The ASM, representing more than 42,000 members in the microbiological sciences, is particularly concerned with threats from both naturally occurring infectious diseases and from bioterrorism.

We look to NIH generally and to the National Institute of Allergy and Infectious Diseases in particular to foster research to develop safe and effective countermeasures against biological threat agents-and to develop new and better detection methods, diagnostics, and drugs to defend against bioterrorist attacks. The threat of bioterrorism expands the responsibilities of the biomedical community and heightens the importance of NIAID-supported research to develop new and better means for detecting, diagnosing, treating or preventing naturally occurring infectious diseases. The ASM supports the $1.6 billion for biodefense research in the NIAID FY 2004 budget request.

The NIAID biodefense research program comprises a continuum of research to combat naturally occurring emerging and reemerging infectious diseases that threaten public health at the national and global levels. While a good deal of funding currently targets biothreat agents, this investment will also significantly improve our broader understanding of infectious diseases, including basic pathogenesis and immune defense processes. Insights from these research investments will pay dividends that can be applied to other pressing public health problems. Efforts directed against SARS and those extending over the past few decades to deal with other novel diseases agents such as Hantavirus, West Nile virus, Hepatitis C virus, and HIV/AIDS-to name only a few such threats-emphatically rule out complacency regarding the ever-changing challenge of infectious diseases.

Going beyond research, we must revitalize the public health system. The SARS outbreak underscores the imperative of strengthening the CDC and the Nation's overall public health capacity. The ASM also urges Congress to appropriate $7.9 billion for CDC in FY 2004.

Within the proposed CDC budget, the ASM is concerned about several specific items: particularly, the $332 million to fund the CDC infectious disease control program, which would be a decrease of $3 million from FY 2003. The ASM urges Congress to provide an additional $93 million to CDC in FY 2004, an amount that would enable CDC investigators to meet critical goals outlined in their emerging disease strategic plan.

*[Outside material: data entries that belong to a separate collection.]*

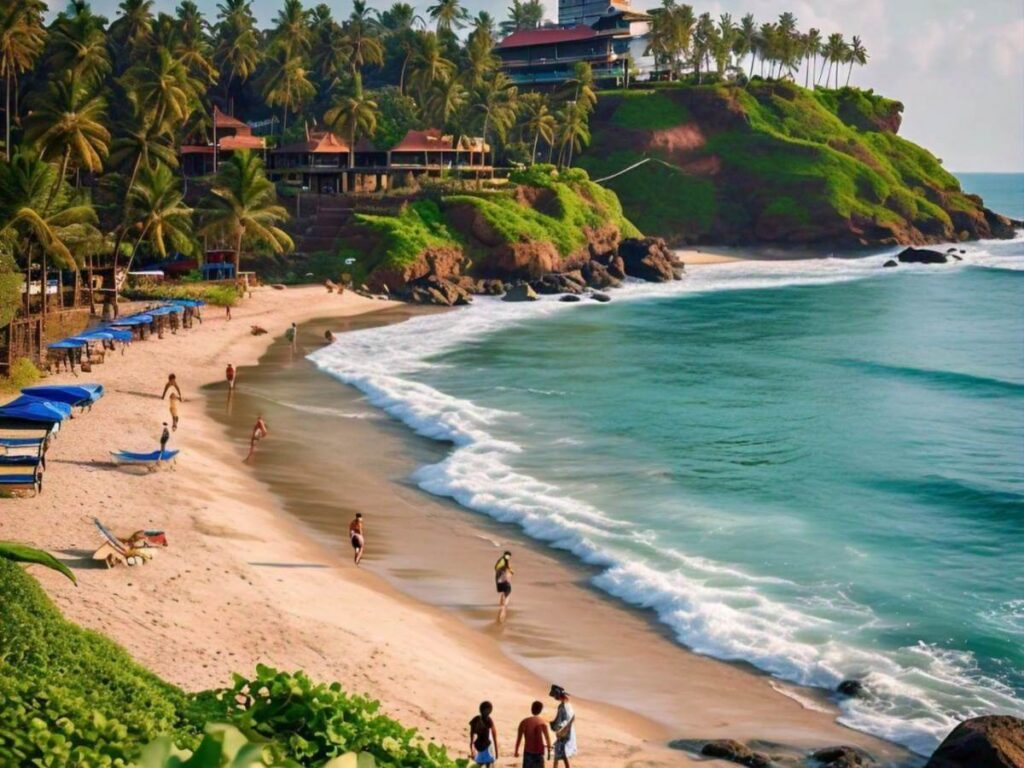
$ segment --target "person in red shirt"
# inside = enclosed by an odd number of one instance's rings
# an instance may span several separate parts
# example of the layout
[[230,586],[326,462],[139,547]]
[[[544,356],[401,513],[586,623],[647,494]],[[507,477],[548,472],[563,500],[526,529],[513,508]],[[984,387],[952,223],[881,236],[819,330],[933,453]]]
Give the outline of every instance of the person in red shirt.
[[515,756],[519,757],[519,747],[523,745],[523,768],[544,768],[545,756],[551,756],[551,735],[548,732],[548,724],[540,716],[543,711],[544,705],[535,701],[530,706],[532,716],[519,723]]
[[224,371],[224,378],[228,380],[228,389],[235,388],[235,366],[228,363],[227,370]]

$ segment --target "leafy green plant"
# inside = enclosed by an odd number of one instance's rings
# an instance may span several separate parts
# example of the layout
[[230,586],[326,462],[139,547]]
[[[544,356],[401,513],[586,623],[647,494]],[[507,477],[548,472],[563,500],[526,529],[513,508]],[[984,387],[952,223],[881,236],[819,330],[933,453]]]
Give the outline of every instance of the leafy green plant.
[[0,390],[20,391],[23,387],[29,387],[39,381],[40,373],[35,363],[27,357],[19,357],[13,363],[7,376],[0,378]]
[[238,289],[234,285],[202,285],[192,282],[138,285],[126,289],[124,296],[128,299],[145,300],[201,299],[217,307],[233,307],[240,298]]
[[16,544],[13,541],[0,541],[0,559],[12,563],[26,563],[28,565],[42,565],[51,570],[67,576],[71,583],[78,585],[78,579],[64,563],[55,558],[49,552],[44,552],[35,547],[27,547],[24,544]]

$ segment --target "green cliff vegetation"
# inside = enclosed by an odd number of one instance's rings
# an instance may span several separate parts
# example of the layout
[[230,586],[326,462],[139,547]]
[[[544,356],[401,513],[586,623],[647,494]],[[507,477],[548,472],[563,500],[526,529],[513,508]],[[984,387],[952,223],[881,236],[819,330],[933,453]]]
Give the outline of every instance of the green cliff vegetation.
[[606,184],[645,232],[675,242],[989,235],[980,200],[896,134],[901,111],[871,91],[757,79],[613,92],[579,163],[601,178],[651,158]]
[[382,768],[464,765],[382,715],[378,702],[301,672],[260,666],[230,688],[187,693],[67,621],[31,576],[2,557],[0,604],[0,764],[127,766],[161,735],[194,749],[216,722],[261,743],[268,763],[320,766],[366,752]]

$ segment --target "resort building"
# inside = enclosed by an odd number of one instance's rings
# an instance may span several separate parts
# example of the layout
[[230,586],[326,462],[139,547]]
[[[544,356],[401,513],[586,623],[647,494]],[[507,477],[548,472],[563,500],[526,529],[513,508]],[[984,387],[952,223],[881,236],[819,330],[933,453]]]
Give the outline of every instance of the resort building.
[[181,171],[185,176],[205,176],[227,160],[236,149],[264,151],[267,142],[253,136],[252,128],[231,115],[213,108],[213,141],[207,144],[184,144],[181,147]]
[[562,27],[589,27],[612,10],[632,10],[628,0],[558,0],[558,24]]
[[356,142],[349,162],[348,143],[320,131],[309,139],[271,151],[268,173],[278,182],[318,194],[373,192],[403,184],[410,176],[489,172],[490,147],[480,138],[455,141],[437,129],[409,131],[391,149]]
[[650,22],[645,13],[604,3],[603,12],[590,23],[513,32],[495,53],[502,69],[520,85],[560,85],[580,61],[590,64],[595,80],[623,85],[654,70],[654,57],[647,50]]

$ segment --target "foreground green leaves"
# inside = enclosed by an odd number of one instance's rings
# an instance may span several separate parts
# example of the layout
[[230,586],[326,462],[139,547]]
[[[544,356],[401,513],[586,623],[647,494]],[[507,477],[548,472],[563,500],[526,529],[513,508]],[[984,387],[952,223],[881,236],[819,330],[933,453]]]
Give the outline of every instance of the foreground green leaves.
[[16,544],[13,541],[0,541],[0,559],[9,560],[12,563],[43,565],[58,573],[63,573],[71,579],[72,584],[78,585],[75,574],[64,563],[41,549],[26,547],[24,544]]

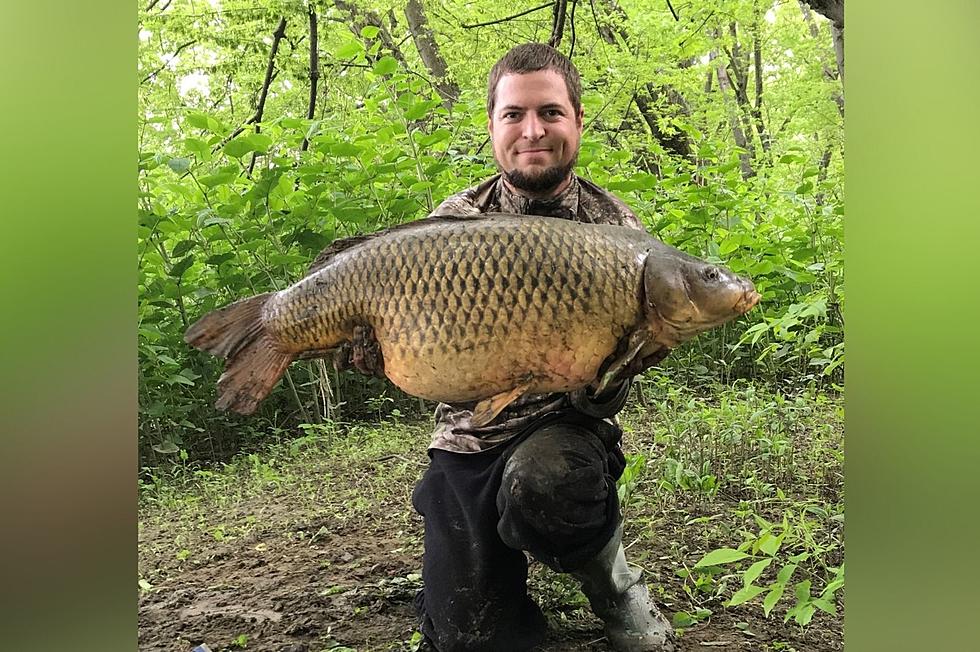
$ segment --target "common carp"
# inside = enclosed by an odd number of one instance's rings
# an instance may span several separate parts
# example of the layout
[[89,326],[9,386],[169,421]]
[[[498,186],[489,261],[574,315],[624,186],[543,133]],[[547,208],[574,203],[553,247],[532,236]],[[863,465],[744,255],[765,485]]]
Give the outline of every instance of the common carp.
[[215,406],[250,414],[293,360],[370,328],[391,382],[479,401],[479,426],[524,393],[601,391],[758,301],[750,281],[638,229],[440,216],[335,241],[302,280],[211,312],[184,339],[227,359]]

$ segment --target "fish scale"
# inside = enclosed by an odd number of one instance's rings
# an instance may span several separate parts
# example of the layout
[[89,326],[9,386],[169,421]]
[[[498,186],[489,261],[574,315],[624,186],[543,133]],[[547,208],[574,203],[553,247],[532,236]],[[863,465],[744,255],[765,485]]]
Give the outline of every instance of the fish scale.
[[[289,362],[350,341],[359,326],[373,330],[385,374],[416,396],[571,391],[594,381],[628,335],[649,348],[669,326],[664,341],[682,340],[758,300],[727,271],[695,300],[689,292],[707,268],[721,270],[626,227],[429,218],[334,243],[305,278],[206,315],[185,339],[229,359],[217,405],[246,413]],[[675,304],[676,315],[666,309]],[[691,306],[706,310],[684,317]]]

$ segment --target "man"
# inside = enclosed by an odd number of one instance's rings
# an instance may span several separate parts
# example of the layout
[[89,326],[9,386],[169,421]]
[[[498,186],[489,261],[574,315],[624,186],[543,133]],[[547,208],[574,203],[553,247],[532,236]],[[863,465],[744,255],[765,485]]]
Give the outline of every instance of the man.
[[[643,228],[622,201],[572,172],[583,112],[578,72],[565,56],[536,43],[510,50],[490,72],[487,115],[501,173],[434,215],[505,212]],[[359,368],[380,368],[372,356],[370,342],[355,343]],[[622,409],[629,382],[601,397],[525,396],[480,428],[469,421],[473,405],[439,405],[431,464],[412,496],[425,518],[416,606],[431,649],[517,652],[544,641],[524,551],[581,580],[616,650],[673,649],[670,625],[623,554],[615,484],[622,431],[602,417]]]

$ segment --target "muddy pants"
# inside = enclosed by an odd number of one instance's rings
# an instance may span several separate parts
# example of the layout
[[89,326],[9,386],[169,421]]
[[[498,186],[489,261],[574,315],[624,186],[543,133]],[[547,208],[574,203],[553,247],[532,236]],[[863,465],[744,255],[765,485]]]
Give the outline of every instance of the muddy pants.
[[523,551],[569,572],[609,541],[619,523],[621,435],[573,412],[480,453],[429,451],[412,495],[425,517],[416,607],[439,652],[521,652],[544,641]]

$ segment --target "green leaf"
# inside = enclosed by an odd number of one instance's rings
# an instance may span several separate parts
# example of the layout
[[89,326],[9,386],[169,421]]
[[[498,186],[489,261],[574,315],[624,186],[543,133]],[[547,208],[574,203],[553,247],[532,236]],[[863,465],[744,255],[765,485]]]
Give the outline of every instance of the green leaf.
[[364,44],[360,41],[347,41],[333,53],[338,59],[350,59],[364,52]]
[[765,613],[766,618],[769,617],[769,612],[772,611],[772,608],[776,606],[777,602],[779,602],[779,598],[783,597],[784,588],[785,587],[782,584],[777,584],[771,591],[769,591],[768,594],[766,594],[765,599],[762,601],[762,611]]
[[755,586],[754,584],[750,586],[746,586],[745,588],[736,591],[735,595],[732,596],[732,599],[728,601],[728,604],[726,606],[737,607],[743,602],[748,602],[749,600],[756,597],[760,593],[764,593],[765,590],[766,587],[764,586]]
[[179,263],[170,268],[170,275],[174,278],[180,278],[187,271],[187,268],[194,264],[194,254],[187,256]]
[[174,258],[180,258],[188,251],[193,249],[194,245],[196,244],[197,243],[194,242],[193,240],[181,240],[176,244],[176,246],[174,246],[173,251],[170,252],[170,255],[173,256]]
[[810,580],[803,580],[802,582],[797,583],[794,593],[796,594],[796,599],[800,602],[806,602],[809,600]]
[[394,57],[388,55],[378,59],[374,64],[374,68],[372,68],[372,71],[374,72],[375,75],[382,75],[382,76],[390,75],[396,70],[398,70],[398,62],[395,61]]
[[241,158],[249,152],[255,151],[255,146],[249,139],[249,136],[239,136],[234,140],[229,140],[225,143],[225,146],[221,148],[222,151],[228,156],[233,156],[234,158]]
[[776,553],[779,552],[779,546],[783,543],[783,535],[780,534],[778,537],[769,537],[759,546],[759,550],[766,553],[770,557],[775,557]]
[[203,113],[192,112],[186,116],[187,124],[198,129],[208,128],[208,116]]
[[736,235],[728,236],[727,238],[721,241],[721,245],[718,247],[718,253],[719,255],[722,256],[730,254],[736,249],[738,249],[740,244],[742,244],[741,236],[736,236]]
[[215,254],[205,260],[204,262],[208,265],[213,265],[215,267],[219,266],[221,263],[227,262],[235,257],[235,254],[231,251],[226,251],[223,254]]
[[[177,444],[173,443],[172,441],[165,441],[161,444],[154,444],[153,450],[155,450],[158,453],[163,453],[164,455],[172,455],[174,453],[180,452],[180,448],[177,446]],[[142,582],[143,580],[140,581]]]
[[730,564],[739,559],[745,559],[748,557],[747,554],[741,550],[735,550],[734,548],[721,548],[719,550],[712,550],[704,557],[701,561],[694,564],[695,568],[704,568],[705,566],[721,566],[722,564]]
[[697,625],[698,621],[686,611],[678,611],[674,614],[673,618],[671,618],[671,624],[675,628],[683,628],[690,627],[691,625]]
[[146,580],[144,580],[143,578],[140,578],[139,586],[144,591],[149,591],[150,589],[153,588],[153,585],[147,582]]
[[776,581],[780,584],[786,584],[789,579],[793,577],[793,573],[796,571],[796,564],[786,564],[779,569],[779,573],[776,575]]
[[269,145],[272,144],[272,138],[266,134],[252,134],[247,138],[248,144],[251,145],[252,150],[265,154],[269,151]]
[[185,138],[184,147],[186,147],[188,151],[197,154],[203,159],[208,158],[211,153],[211,148],[208,147],[208,144],[200,138]]
[[367,39],[374,38],[381,32],[381,28],[377,25],[365,25],[361,28],[361,36]]
[[742,581],[745,583],[745,586],[748,586],[752,582],[756,581],[759,576],[762,575],[762,571],[766,570],[771,563],[772,559],[763,559],[749,566],[749,569],[745,571],[745,574],[742,576]]
[[800,610],[796,613],[796,624],[806,627],[813,620],[813,614],[816,612],[817,608],[812,604],[805,604],[800,607]]
[[167,161],[167,165],[171,170],[177,174],[183,174],[191,169],[191,160],[189,158],[172,158]]
[[231,183],[238,178],[238,172],[219,172],[218,174],[208,174],[198,178],[202,186],[217,188]]

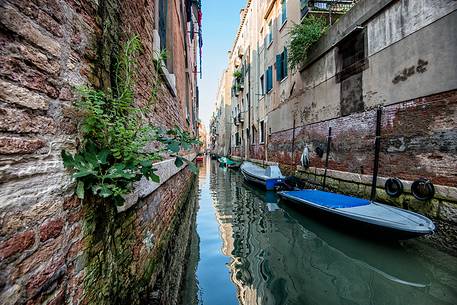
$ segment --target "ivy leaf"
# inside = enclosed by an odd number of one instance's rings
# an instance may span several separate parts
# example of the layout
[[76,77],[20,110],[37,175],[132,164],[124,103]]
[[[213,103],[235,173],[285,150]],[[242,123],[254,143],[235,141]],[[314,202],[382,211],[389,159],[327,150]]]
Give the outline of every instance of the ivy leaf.
[[178,142],[173,141],[170,144],[168,144],[168,150],[171,152],[174,152],[174,153],[178,153],[179,152]]
[[73,178],[81,178],[81,177],[86,177],[89,175],[96,175],[97,172],[91,169],[82,169],[76,173],[73,174]]
[[151,172],[149,178],[155,183],[160,183],[160,177],[153,172]]
[[79,199],[84,199],[84,182],[79,180],[78,184],[76,185],[76,196],[78,196]]
[[176,167],[181,167],[184,164],[183,158],[181,157],[176,157],[175,159],[175,166]]
[[143,160],[140,162],[141,166],[143,167],[152,167],[152,161],[151,160]]
[[107,198],[111,196],[113,192],[109,189],[109,187],[106,184],[100,185],[100,196],[103,198]]
[[107,159],[108,159],[108,156],[110,154],[110,151],[109,149],[103,149],[102,151],[100,151],[98,154],[97,154],[97,161],[99,164],[106,164],[108,163],[107,162]]
[[189,170],[194,173],[195,175],[198,174],[198,167],[195,165],[194,162],[189,162]]
[[61,156],[63,160],[63,165],[65,167],[74,167],[75,160],[73,159],[73,156],[71,154],[67,153],[65,150],[62,150]]
[[187,142],[185,142],[185,143],[182,144],[182,147],[184,148],[184,150],[189,150],[189,149],[192,148],[192,145],[187,143]]

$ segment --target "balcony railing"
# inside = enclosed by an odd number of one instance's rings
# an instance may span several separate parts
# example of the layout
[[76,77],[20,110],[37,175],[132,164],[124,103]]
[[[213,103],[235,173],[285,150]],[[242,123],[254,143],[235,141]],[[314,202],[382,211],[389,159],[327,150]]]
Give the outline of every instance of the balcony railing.
[[349,11],[357,0],[309,0],[308,5],[303,3],[301,6],[301,16],[308,12],[323,12],[332,14],[344,14]]

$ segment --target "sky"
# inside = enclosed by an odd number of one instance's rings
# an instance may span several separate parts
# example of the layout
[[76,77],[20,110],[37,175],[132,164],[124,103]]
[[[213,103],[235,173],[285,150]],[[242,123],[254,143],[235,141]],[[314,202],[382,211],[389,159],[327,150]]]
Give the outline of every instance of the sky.
[[206,127],[215,109],[219,79],[227,66],[246,0],[202,0],[203,76],[199,79],[199,118]]

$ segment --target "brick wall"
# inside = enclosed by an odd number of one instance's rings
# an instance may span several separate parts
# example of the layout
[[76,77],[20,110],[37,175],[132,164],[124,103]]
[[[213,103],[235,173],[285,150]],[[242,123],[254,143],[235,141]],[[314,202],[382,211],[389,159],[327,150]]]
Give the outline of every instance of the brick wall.
[[[173,22],[182,21],[173,15]],[[192,175],[187,170],[178,173],[117,214],[109,203],[101,211],[73,197],[73,181],[60,159],[62,149],[78,145],[74,86],[108,87],[113,51],[130,34],[138,34],[143,43],[136,95],[137,104],[145,105],[157,77],[153,25],[153,0],[0,3],[2,304],[133,304],[140,294],[127,294],[128,289],[154,287],[168,240],[179,228],[175,219]],[[176,26],[176,39],[185,36],[181,29]],[[182,45],[174,52],[184,57]],[[182,95],[173,97],[165,85],[162,89],[147,119],[186,127]],[[110,248],[112,236],[101,234],[110,232],[93,230],[110,219],[106,228],[115,232],[119,255]],[[111,265],[118,274],[105,277]],[[119,293],[123,285],[128,289]]]
[[[316,147],[325,151],[332,126],[329,168],[359,174],[373,172],[376,111],[369,110],[337,119],[298,127],[294,159],[289,129],[272,134],[268,159],[299,164],[303,147],[310,149],[311,166],[324,167]],[[383,108],[379,175],[435,184],[457,185],[457,91],[405,101]]]

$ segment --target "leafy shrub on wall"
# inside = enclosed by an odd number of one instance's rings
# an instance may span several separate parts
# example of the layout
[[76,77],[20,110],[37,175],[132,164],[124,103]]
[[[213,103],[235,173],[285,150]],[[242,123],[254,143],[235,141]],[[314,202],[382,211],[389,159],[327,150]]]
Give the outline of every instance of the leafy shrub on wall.
[[308,16],[290,30],[289,66],[298,68],[308,58],[309,48],[327,31],[325,20]]
[[[153,164],[167,155],[175,157],[177,167],[187,162],[196,171],[195,165],[178,153],[199,141],[177,127],[164,130],[147,123],[148,107],[135,107],[136,57],[140,51],[137,36],[125,43],[114,69],[114,88],[78,88],[81,99],[75,105],[82,116],[81,147],[75,155],[62,151],[62,158],[64,166],[73,171],[76,195],[81,199],[91,193],[123,204],[124,196],[141,177],[159,182]],[[164,56],[160,54],[155,63],[159,73]],[[151,90],[150,102],[156,99],[160,84],[159,77]]]

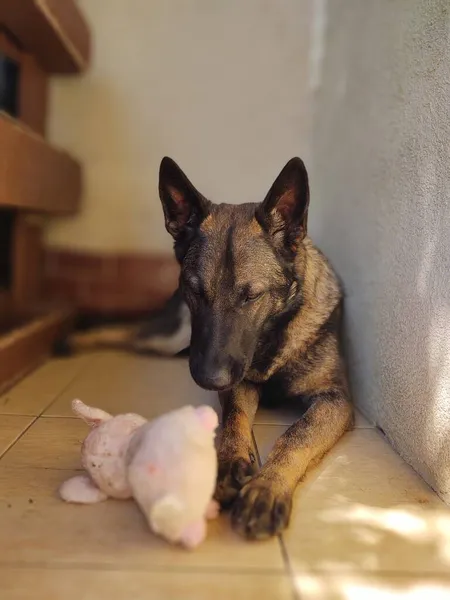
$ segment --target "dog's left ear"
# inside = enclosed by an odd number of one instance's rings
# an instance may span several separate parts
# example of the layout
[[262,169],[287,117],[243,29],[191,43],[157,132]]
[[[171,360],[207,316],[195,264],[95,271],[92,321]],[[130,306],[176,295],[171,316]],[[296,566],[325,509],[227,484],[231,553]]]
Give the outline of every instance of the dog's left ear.
[[300,158],[292,158],[258,206],[256,218],[276,245],[295,252],[306,235],[308,205],[306,167]]
[[198,192],[175,161],[167,156],[159,168],[159,197],[166,229],[175,241],[189,239],[210,211],[211,202]]

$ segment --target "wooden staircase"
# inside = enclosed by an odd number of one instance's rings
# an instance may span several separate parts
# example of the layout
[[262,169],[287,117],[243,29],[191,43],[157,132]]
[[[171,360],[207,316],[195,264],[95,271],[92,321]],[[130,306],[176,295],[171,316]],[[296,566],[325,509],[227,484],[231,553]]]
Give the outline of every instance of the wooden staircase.
[[82,168],[48,143],[45,123],[49,77],[83,72],[89,54],[74,0],[0,0],[0,57],[18,74],[14,102],[0,106],[0,392],[45,359],[74,316],[43,292],[42,227],[78,210]]

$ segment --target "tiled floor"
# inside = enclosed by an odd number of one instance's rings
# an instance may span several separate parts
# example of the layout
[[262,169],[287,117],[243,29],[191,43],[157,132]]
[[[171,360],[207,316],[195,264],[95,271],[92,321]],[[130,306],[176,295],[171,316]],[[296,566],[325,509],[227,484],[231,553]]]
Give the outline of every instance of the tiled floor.
[[[189,553],[154,538],[132,502],[59,500],[87,432],[76,397],[146,417],[217,407],[184,360],[116,353],[50,361],[0,397],[2,600],[450,598],[450,511],[362,417],[300,485],[281,539],[247,543],[222,516]],[[293,418],[258,414],[262,460]]]

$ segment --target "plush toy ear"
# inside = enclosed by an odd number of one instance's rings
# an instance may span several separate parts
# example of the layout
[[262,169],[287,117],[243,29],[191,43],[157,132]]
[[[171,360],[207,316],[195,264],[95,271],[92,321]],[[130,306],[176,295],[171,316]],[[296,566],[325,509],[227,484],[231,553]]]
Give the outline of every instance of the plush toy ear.
[[87,423],[89,427],[98,427],[98,425],[101,423],[112,419],[112,415],[105,412],[101,408],[88,406],[84,402],[81,402],[81,400],[72,401],[72,410],[74,414],[77,417],[80,417],[80,419],[83,419],[83,421]]
[[177,541],[180,533],[179,519],[184,508],[184,504],[174,494],[162,496],[150,509],[148,520],[151,529],[169,541]]
[[276,246],[295,253],[306,235],[308,206],[308,173],[300,158],[292,158],[259,205],[256,218]]
[[211,203],[198,192],[180,167],[165,157],[159,168],[159,197],[166,229],[179,241],[189,238],[208,216]]

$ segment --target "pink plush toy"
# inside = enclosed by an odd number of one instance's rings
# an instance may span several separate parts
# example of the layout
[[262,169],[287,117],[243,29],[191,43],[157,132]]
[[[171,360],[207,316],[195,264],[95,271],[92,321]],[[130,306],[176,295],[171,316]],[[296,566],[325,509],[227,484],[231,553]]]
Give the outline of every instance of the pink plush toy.
[[80,400],[72,409],[92,431],[81,449],[87,474],[63,483],[63,500],[91,504],[134,498],[154,533],[187,548],[198,546],[206,536],[206,519],[218,514],[212,500],[216,412],[185,406],[148,422],[135,414],[113,417]]

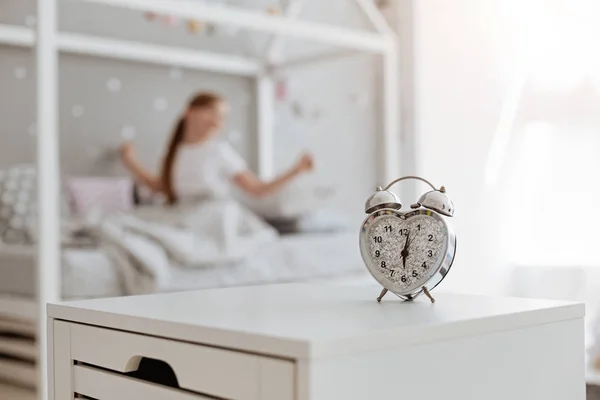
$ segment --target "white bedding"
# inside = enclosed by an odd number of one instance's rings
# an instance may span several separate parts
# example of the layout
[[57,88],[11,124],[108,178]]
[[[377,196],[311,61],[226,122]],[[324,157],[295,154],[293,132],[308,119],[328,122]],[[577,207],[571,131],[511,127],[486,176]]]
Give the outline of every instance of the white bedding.
[[[235,266],[173,268],[160,287],[144,283],[136,274],[122,274],[102,249],[63,249],[63,297],[132,294],[124,289],[125,278],[140,280],[128,286],[145,293],[351,276],[365,271],[356,241],[355,232],[285,235]],[[35,268],[34,248],[0,248],[0,293],[33,297]]]
[[128,294],[306,280],[362,268],[356,233],[280,236],[235,201],[142,208],[97,226]]
[[[61,258],[65,299],[125,294],[123,278],[105,252],[94,248],[65,248]],[[0,247],[0,293],[34,297],[37,290],[36,269],[35,247]]]
[[202,269],[171,268],[169,276],[160,281],[144,280],[143,276],[132,274],[126,280],[139,281],[127,286],[137,288],[139,294],[360,274],[364,267],[356,240],[356,234],[347,232],[282,236],[276,242],[259,246],[251,257],[238,264]]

In 2002, the CDC announced its Global Infectious Disease Strategy, to create effective collaborations with international partners against the emergence and spread of infectious diseases. If ignored, infectious disease anywhere could spread into disaster. The ASM recommends that Congress allocate an additional $9 million for global infectious disease activities.

Antimicrobial resistance is a frightening trend found in a widening range of disease agents. A recent study at Harvard concluded that by the summer of 2004, as many as 40 percent of the strains of Streptococcus pneumoniae - which causes thousands of cases of ear infections, pneumonia, meningitis, and sinusitis every year - could be resistant to both penicillin and erythromycin. Government agencies joined the CDC in 2001 to address this trend under the Public Health Action Plan to Combat Antimicrobial Resistance. The ASM recommends that an increase of $13 million be appropriated for antimicrobial resistance programs.

In closing, the ASM recognizes that these are difficult economic times. But our future health and security depends upon the investments we make today in the biomedical research of the NIH and the public health response system of the CDC. Failure to do so imperils the Nation's future in light of emerging and re-emerging infectious diseases and the threat of bioterrorism.

Thank you for the opportunity to testify.